As the New York Blood Center's (NYBC) largest corporate donor, MetLife has the power to compel the organization to reinstate funding for the 67 chimpanzees who they abandoned with no food or water.
For a 30 year period starting in the mid-1970s, NYBC conducted experiments on over 400 hundred chimpanzees in Liberia, where they could capture, breed and experiment on them with little regulatory oversight. When the research was complete, NYBC moved the survivors onto six islands in Liberia and one island in The Ivory Coast and made a public commitment to provide them with lifelong care.

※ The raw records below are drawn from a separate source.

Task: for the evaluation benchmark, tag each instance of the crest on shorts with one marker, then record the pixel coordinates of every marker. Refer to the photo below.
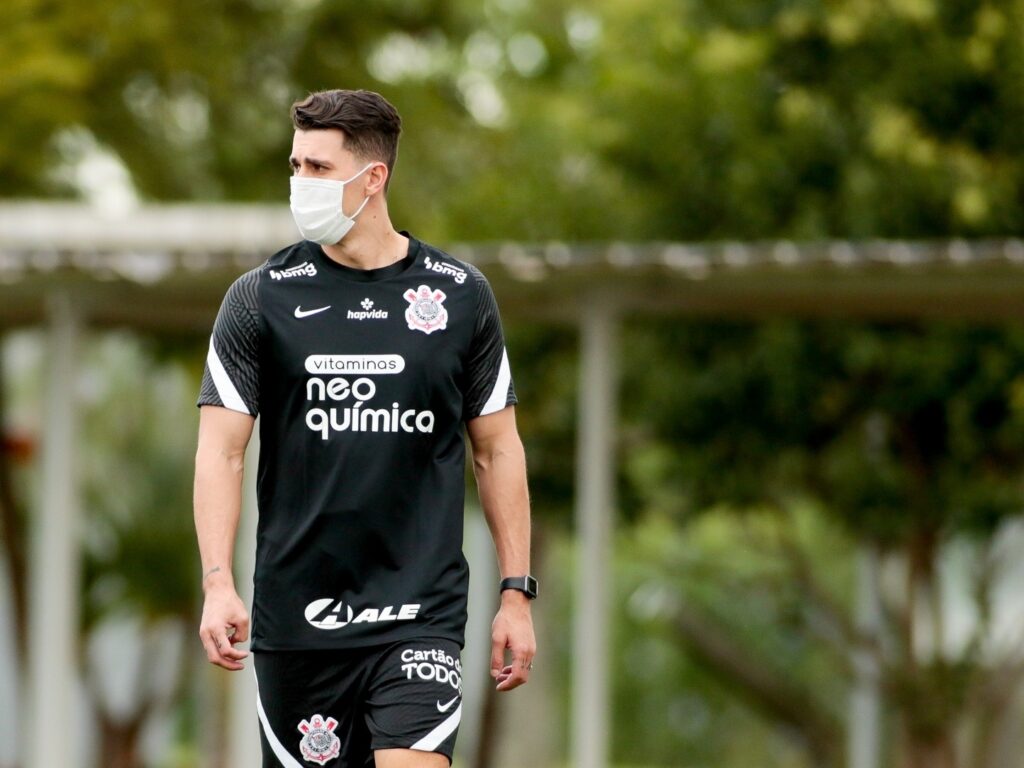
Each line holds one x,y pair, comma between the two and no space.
426,309
318,743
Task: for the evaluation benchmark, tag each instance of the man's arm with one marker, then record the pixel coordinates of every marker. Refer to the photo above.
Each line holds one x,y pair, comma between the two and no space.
500,466
223,435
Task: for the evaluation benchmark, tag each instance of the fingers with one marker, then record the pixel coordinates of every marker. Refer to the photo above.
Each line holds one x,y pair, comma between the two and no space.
497,654
220,650
224,624
517,673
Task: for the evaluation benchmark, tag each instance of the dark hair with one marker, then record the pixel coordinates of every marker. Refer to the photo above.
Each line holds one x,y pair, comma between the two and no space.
370,123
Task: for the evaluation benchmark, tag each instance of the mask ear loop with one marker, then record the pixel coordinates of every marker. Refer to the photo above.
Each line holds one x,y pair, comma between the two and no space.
366,199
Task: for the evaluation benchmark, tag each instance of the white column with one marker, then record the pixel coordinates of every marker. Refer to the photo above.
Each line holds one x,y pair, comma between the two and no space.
53,607
243,743
863,748
595,499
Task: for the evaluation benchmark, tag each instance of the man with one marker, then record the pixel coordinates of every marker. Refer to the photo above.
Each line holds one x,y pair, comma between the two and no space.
365,351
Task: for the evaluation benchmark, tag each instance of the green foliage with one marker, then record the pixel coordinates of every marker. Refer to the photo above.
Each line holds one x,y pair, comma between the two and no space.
897,429
140,547
525,120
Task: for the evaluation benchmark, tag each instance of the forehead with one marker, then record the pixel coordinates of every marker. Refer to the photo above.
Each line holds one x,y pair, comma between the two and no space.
326,143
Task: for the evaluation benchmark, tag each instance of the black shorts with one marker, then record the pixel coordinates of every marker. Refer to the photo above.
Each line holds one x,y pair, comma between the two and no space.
317,707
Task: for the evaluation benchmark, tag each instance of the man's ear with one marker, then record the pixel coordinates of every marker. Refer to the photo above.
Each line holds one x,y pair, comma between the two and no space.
376,178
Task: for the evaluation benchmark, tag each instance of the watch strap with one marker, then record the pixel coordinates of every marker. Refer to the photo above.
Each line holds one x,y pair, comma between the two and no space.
526,585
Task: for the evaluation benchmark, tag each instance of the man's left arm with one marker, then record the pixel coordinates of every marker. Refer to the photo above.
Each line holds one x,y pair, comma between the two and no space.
500,466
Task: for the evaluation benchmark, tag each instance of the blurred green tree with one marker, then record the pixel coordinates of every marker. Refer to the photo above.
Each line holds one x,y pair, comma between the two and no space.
904,438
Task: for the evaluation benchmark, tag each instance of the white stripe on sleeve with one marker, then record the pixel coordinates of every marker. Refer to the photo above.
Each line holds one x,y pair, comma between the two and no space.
499,395
279,749
433,739
225,388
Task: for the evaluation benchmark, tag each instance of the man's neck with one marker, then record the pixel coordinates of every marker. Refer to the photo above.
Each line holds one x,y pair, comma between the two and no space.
372,244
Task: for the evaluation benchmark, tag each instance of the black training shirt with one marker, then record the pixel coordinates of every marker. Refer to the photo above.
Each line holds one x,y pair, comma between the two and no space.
363,380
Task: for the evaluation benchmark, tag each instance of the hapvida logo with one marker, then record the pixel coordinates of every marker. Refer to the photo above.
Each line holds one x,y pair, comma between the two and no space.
368,311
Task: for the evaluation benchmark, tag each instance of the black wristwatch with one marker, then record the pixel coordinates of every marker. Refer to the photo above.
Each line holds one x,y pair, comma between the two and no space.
526,585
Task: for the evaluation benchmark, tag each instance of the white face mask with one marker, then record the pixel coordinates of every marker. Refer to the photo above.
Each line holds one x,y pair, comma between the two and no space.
316,208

In May, 2015, the New York Times reported that NYBC had “withdrawn all funding for them,” leaving the chimps to die of starvation and thirst. Since then, an HSUS-led coalition of over 30 animal conservation groups has raised funds from the public to pay for the chimps’ care on an emergency basis.
Please sign this petition to ask MetLife, NYBC’s largest and most prominent corporate donor, to exert its influence over NYBC by demanding that the organization provides the funding to pay for the care of the chimps.
Dear Mr. Kandarian:
Since July, 2015, advocates worldwide have contacted MetLife through emails, social media and other petitions to ask the company to be a voice for the 67 chimpanzees abandoned in Liberia and The Ivory Coast by the New York Blood Center (NYBC), an organization to which MetLife gives hundreds of thousands of dollars annually (if not more) and to which you provide retail space in your global headquarters.

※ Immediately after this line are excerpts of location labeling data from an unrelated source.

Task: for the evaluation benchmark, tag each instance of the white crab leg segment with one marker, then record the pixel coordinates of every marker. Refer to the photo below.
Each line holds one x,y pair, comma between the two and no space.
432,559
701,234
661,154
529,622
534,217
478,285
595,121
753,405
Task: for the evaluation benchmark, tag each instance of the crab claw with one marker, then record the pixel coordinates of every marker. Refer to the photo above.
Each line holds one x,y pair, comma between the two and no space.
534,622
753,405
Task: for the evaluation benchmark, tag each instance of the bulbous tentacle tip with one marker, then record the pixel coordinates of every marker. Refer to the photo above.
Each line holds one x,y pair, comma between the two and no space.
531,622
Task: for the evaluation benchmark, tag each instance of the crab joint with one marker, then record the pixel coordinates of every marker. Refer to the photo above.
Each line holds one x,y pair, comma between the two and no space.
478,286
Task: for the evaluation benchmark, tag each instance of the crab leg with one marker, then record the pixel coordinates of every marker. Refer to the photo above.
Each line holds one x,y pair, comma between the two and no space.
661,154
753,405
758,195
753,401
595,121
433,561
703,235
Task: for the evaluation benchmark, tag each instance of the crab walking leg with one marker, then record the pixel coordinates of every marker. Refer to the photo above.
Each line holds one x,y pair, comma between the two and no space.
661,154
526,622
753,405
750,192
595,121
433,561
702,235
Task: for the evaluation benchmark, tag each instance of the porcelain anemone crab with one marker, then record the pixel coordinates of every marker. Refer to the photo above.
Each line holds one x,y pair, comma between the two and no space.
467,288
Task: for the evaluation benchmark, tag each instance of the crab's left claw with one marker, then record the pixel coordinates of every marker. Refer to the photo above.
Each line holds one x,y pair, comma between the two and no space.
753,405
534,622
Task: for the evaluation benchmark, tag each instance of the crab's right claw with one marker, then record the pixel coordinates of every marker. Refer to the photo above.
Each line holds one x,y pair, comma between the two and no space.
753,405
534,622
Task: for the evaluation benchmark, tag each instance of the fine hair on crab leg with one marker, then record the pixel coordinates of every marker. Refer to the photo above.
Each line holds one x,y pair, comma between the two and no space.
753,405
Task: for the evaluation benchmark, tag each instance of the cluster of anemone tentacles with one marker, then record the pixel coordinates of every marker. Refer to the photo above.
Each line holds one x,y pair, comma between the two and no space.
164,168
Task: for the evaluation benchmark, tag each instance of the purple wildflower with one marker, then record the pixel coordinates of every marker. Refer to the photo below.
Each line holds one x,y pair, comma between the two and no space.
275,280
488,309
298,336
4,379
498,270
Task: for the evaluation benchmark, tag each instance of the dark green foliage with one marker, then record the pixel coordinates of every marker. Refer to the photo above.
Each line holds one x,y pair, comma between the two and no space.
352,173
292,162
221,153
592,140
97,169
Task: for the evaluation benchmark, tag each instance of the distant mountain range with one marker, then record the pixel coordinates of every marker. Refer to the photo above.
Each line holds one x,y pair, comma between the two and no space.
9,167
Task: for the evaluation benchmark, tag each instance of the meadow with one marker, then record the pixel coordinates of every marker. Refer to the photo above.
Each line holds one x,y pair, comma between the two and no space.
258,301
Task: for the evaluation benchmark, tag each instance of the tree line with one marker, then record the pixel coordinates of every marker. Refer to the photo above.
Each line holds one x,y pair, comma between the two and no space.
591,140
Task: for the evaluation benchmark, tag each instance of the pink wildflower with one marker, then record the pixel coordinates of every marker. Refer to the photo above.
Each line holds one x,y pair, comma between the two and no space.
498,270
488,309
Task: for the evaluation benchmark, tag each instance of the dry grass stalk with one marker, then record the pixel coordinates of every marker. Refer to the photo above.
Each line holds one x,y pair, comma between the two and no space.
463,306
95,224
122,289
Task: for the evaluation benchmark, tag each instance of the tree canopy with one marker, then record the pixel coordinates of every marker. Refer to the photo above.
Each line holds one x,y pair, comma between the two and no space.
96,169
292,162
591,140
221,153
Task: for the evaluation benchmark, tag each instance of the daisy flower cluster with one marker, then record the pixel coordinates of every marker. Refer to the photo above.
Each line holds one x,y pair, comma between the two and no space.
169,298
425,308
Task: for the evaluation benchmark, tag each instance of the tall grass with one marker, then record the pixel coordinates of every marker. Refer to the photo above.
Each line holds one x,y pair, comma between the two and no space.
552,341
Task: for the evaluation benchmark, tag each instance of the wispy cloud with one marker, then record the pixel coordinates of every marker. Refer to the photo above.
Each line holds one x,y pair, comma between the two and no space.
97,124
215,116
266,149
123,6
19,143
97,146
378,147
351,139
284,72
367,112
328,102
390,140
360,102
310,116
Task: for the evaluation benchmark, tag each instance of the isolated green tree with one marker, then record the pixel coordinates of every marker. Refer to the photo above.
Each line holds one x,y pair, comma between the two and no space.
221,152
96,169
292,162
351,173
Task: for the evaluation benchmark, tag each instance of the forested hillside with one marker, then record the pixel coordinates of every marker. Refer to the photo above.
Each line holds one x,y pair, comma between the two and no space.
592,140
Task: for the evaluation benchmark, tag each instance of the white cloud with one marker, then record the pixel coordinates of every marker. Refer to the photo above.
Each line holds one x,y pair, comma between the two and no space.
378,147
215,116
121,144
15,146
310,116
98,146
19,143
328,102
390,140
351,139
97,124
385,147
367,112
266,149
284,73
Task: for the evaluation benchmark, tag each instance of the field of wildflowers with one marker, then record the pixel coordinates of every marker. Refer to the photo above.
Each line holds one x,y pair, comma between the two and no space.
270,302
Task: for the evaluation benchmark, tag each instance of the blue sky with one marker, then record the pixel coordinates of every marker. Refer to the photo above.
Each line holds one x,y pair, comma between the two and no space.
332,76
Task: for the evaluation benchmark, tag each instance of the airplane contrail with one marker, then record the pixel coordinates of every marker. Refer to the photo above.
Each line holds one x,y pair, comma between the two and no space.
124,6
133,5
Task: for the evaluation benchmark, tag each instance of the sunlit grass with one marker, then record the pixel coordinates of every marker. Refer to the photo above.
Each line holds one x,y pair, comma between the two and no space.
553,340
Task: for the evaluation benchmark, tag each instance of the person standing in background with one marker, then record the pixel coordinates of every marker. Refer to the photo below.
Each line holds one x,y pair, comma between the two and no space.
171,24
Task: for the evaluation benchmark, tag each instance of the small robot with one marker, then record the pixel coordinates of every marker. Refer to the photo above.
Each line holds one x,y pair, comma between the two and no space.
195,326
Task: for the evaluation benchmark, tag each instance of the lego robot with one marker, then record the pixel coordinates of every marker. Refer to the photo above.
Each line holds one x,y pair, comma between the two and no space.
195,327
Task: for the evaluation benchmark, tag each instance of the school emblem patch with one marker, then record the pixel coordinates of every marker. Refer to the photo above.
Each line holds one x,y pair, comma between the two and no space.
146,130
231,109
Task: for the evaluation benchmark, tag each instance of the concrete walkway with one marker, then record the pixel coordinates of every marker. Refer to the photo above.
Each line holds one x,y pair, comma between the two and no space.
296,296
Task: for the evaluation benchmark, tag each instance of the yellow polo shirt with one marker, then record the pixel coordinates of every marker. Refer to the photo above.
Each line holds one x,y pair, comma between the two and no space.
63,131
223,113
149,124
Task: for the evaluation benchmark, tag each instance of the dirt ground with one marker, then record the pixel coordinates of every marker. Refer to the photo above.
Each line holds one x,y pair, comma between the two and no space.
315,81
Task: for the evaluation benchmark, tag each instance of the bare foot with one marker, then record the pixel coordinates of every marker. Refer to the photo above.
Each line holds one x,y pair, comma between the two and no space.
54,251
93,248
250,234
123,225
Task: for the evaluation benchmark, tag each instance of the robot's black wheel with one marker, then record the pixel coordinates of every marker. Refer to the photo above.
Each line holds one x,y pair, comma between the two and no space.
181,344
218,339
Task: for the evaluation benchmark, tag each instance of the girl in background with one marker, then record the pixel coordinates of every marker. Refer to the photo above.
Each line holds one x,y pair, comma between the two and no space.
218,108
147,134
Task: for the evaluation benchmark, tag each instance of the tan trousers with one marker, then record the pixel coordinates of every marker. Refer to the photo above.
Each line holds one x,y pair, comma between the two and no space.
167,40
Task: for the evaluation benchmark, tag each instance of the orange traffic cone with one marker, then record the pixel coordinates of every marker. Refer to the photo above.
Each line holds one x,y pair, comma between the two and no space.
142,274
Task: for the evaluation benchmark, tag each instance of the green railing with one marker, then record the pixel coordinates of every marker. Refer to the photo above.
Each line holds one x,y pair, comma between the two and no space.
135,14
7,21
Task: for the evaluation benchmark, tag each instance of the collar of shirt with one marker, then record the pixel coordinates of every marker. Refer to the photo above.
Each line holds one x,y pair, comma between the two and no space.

Your silence and complicity surrounding this crisis are disappointing not only because of the public’s exhaustive effort to engage you but also because of MetLife’s public commitment to “corporate responsibility” and “protecting the environment.”
The community is not asking MetLife to rescue the abandoned chimps. Nor are we asking you to contribute financially to the victims’ care, as Citigroup has done. We are merely asking MetLife, NYBC’s largest and most prominent corporate donor, to exert your influence over NYBC on behalf of the 64 survivors for whom the organization promised to provide lifelong care.
NYBC created the captive chimp populations and is attempting to extricate itself from its ethical obligation to pay for their care by shifting the burden to animal welfare organizations. NYBC has earned an estimated $500 million in royalties off of their chimpanzee research and, unlike animal welfare organizations that did not create this crisis, has the resources to provide the survivors with food and water.
In mid-April a great ape rescue group visited Ponso, the sole survivor of a colony of 20 chimps abandoned by NYBC on an island in The Ivory Coast. Ponso’s female companion and their two children died in a two day period in 2013, leaving him all alone. Germain, a local farmer (pictured below) who brings him food, said that he watched Ponso bury his family by tossing dirt over their graves. Ponso has watched his entire colony of chimpanzees die of sickness and starvation. Now, this intelligent, social animal is alone and struggling to survive — mentally and physically.
NYBC researchers acquired Ponso when he was a baby and stripped him of his freedom, health and safety. And, when they no longer needed his body, they left him to die. Please do not continue to turn a blind eye to the New York Blood Center's recklessness and abject cruelty. Take action now for the surviving victims.